The Council’s unanimous approval of the fossil fuel ordinance drew national and international attention for setting an example that other cities could follow in taking city-level action to address climate-changing pollution. The vast majority of public input to the Council supported the ordinance.
“The Portland Business Alliance’s Board, which voted to support this lawsuit, is made up of some of Portland’s most well recognized companies,” said Micah Meskel, with Portland Audubon. “For too long these companies have been able to hide in the shadows while the Portland Business Alliance has taken extreme positions that put our communities and environment at real risk.
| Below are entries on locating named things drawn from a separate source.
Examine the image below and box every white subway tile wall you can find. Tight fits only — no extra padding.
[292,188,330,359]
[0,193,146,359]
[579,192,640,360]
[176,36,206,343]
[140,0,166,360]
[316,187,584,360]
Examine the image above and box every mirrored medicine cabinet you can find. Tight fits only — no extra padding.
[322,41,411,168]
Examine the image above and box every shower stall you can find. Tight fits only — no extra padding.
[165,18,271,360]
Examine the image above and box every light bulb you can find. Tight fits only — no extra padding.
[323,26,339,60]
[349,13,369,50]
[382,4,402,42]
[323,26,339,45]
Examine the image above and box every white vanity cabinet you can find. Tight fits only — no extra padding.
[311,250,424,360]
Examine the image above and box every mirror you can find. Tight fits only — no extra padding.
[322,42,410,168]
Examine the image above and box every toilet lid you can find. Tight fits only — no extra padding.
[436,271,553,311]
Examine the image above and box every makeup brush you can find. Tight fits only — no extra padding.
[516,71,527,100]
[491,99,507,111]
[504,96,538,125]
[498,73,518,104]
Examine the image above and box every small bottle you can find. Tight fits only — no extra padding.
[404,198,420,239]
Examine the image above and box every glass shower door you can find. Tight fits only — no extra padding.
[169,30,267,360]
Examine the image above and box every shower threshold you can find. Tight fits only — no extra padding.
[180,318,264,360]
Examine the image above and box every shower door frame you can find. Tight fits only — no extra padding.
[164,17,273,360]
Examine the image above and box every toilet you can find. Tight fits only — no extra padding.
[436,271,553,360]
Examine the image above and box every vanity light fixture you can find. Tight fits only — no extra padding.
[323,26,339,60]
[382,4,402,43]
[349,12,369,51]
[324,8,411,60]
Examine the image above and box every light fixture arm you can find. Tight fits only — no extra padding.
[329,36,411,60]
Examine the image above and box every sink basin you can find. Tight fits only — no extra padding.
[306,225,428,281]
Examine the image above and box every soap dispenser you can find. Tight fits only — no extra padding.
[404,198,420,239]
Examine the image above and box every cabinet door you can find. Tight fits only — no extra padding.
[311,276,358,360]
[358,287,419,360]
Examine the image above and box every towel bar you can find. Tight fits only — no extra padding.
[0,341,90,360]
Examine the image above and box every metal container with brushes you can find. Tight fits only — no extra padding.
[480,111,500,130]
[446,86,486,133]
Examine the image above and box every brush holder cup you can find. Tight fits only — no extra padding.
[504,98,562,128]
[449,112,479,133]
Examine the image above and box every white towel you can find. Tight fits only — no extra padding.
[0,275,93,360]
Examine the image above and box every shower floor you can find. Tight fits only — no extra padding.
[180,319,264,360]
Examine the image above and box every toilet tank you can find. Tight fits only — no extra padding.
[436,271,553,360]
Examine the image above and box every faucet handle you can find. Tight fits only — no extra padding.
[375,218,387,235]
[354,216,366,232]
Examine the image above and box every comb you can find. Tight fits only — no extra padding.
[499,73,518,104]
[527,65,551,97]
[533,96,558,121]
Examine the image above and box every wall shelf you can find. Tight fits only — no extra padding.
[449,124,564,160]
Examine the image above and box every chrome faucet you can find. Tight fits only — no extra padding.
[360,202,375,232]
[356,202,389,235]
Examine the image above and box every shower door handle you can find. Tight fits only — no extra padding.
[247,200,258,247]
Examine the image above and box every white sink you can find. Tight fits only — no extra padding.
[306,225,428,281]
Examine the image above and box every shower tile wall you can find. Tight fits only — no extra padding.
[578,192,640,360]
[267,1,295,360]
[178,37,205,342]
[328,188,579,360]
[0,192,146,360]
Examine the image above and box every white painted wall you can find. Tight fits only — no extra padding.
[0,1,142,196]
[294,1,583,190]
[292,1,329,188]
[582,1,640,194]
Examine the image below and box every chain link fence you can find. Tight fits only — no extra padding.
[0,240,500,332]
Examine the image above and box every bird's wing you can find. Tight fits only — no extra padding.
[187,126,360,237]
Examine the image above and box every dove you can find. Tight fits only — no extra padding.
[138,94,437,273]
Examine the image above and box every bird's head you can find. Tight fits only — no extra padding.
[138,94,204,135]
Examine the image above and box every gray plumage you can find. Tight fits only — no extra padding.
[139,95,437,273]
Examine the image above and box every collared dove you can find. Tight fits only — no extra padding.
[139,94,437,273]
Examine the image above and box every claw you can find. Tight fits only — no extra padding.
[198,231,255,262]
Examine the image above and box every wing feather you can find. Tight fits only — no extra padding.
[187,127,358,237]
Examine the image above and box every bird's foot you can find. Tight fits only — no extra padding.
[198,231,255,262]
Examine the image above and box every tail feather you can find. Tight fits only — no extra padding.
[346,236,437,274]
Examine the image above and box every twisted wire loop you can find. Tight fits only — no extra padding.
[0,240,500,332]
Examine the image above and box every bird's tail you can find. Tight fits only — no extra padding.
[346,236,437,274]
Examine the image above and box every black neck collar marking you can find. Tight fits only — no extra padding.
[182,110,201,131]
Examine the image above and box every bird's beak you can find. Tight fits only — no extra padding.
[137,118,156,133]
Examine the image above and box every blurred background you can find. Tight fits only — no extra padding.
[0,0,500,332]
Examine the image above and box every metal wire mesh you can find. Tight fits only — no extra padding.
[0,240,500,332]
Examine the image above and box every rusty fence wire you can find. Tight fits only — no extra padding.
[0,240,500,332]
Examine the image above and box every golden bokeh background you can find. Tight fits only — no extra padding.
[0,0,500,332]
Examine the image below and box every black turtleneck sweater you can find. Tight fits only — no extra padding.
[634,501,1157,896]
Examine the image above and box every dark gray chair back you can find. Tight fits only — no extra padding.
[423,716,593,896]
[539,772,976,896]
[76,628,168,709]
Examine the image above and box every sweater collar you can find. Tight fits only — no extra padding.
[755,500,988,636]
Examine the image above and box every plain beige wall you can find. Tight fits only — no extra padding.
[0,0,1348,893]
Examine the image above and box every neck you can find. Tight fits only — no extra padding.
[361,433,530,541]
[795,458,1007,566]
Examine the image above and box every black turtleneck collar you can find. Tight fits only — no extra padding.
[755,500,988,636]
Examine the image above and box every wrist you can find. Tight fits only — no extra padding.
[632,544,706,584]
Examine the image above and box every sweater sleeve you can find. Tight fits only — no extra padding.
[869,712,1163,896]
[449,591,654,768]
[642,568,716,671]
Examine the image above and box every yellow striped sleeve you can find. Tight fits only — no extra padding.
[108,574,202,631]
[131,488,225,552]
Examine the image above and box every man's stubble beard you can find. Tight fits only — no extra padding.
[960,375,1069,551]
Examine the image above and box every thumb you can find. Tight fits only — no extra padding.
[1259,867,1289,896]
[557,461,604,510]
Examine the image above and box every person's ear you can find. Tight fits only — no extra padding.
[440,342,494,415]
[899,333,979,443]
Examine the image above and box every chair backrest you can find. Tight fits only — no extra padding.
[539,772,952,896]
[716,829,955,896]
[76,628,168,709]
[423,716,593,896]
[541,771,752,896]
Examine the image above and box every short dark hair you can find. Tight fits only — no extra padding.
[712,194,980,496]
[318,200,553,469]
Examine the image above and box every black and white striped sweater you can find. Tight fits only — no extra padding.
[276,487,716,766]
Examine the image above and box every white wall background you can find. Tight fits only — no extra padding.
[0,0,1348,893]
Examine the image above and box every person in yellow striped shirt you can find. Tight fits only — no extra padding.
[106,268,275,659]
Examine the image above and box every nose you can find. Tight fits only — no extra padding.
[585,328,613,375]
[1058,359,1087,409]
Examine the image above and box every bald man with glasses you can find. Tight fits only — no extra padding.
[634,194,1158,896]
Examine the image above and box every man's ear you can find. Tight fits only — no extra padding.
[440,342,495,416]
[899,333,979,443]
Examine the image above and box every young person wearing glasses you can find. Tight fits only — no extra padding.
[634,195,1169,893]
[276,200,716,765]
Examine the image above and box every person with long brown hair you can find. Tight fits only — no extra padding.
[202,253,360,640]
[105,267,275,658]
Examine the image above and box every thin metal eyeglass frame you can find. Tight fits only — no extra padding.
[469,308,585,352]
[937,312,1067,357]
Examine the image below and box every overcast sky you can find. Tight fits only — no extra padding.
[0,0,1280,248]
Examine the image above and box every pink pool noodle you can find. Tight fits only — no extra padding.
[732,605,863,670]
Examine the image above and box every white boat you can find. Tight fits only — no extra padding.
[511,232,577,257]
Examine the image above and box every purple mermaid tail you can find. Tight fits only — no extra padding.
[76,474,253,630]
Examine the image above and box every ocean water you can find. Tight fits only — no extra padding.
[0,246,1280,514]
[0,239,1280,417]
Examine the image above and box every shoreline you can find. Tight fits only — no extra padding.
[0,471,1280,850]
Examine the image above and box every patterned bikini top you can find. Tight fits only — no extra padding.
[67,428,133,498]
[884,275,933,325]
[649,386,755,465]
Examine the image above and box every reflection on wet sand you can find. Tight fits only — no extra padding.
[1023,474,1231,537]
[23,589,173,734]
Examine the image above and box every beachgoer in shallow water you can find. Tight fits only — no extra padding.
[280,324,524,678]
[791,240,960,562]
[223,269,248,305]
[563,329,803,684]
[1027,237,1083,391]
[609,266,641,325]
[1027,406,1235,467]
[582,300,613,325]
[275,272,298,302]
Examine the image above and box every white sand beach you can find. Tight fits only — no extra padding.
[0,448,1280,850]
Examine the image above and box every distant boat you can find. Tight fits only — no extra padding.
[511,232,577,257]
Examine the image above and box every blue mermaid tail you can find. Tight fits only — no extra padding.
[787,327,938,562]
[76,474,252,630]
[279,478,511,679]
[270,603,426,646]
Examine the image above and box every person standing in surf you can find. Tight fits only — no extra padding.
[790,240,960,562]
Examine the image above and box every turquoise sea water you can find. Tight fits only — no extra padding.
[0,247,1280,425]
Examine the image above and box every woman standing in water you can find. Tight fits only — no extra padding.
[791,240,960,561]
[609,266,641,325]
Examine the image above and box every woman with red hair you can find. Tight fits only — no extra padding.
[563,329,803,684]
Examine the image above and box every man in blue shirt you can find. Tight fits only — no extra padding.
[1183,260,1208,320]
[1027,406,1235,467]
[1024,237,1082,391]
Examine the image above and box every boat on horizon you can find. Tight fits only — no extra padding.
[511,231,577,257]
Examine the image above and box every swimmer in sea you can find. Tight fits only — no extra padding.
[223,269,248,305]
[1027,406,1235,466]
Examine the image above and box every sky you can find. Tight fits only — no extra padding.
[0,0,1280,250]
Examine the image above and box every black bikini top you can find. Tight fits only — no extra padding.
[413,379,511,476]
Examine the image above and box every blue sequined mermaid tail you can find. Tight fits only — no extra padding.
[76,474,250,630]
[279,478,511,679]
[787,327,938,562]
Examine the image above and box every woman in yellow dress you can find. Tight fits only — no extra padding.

It is important to understand which companies serve on the PBA Board and to hold them accountable as well.”
In passing the ordinance, the City cited not only the climate implications of new fossil fuel projects, but also health and safety threats posed by oil train terminals and other fossil fuel proposals.
“We’re in a period of transition away from fossil fuels. This is not just a practical issue, but a moral issue as well, because of the health and safety implications of unmitigated climate change,” stated Dr. Patrick O’Herron of Oregon Physicians for Social Responsibility. “Those who are least responsible for climate change are experiencing the worst health impacts already. We have a responsibility to turn this around on our watch.”
Others in the coalition of intervenors highlighted how the City is taking further concrete steps to implement its policy to reduce fossil fuel dependence.
“The City of Portland rightly concluded that fossil fuel use should begin to decline. In fact, Portland just passed some the strongest renewable energy goals in the country,” said Nick Caleb, staff attorney with Center for Sustainable Economy. “The benefits of the clean energy economy come without the risks of explosions and spills from dangerous fossil fuel infrastructure.”
LUBA may rule within weeks on whether the City’s policy complied with Oregon’s land use laws.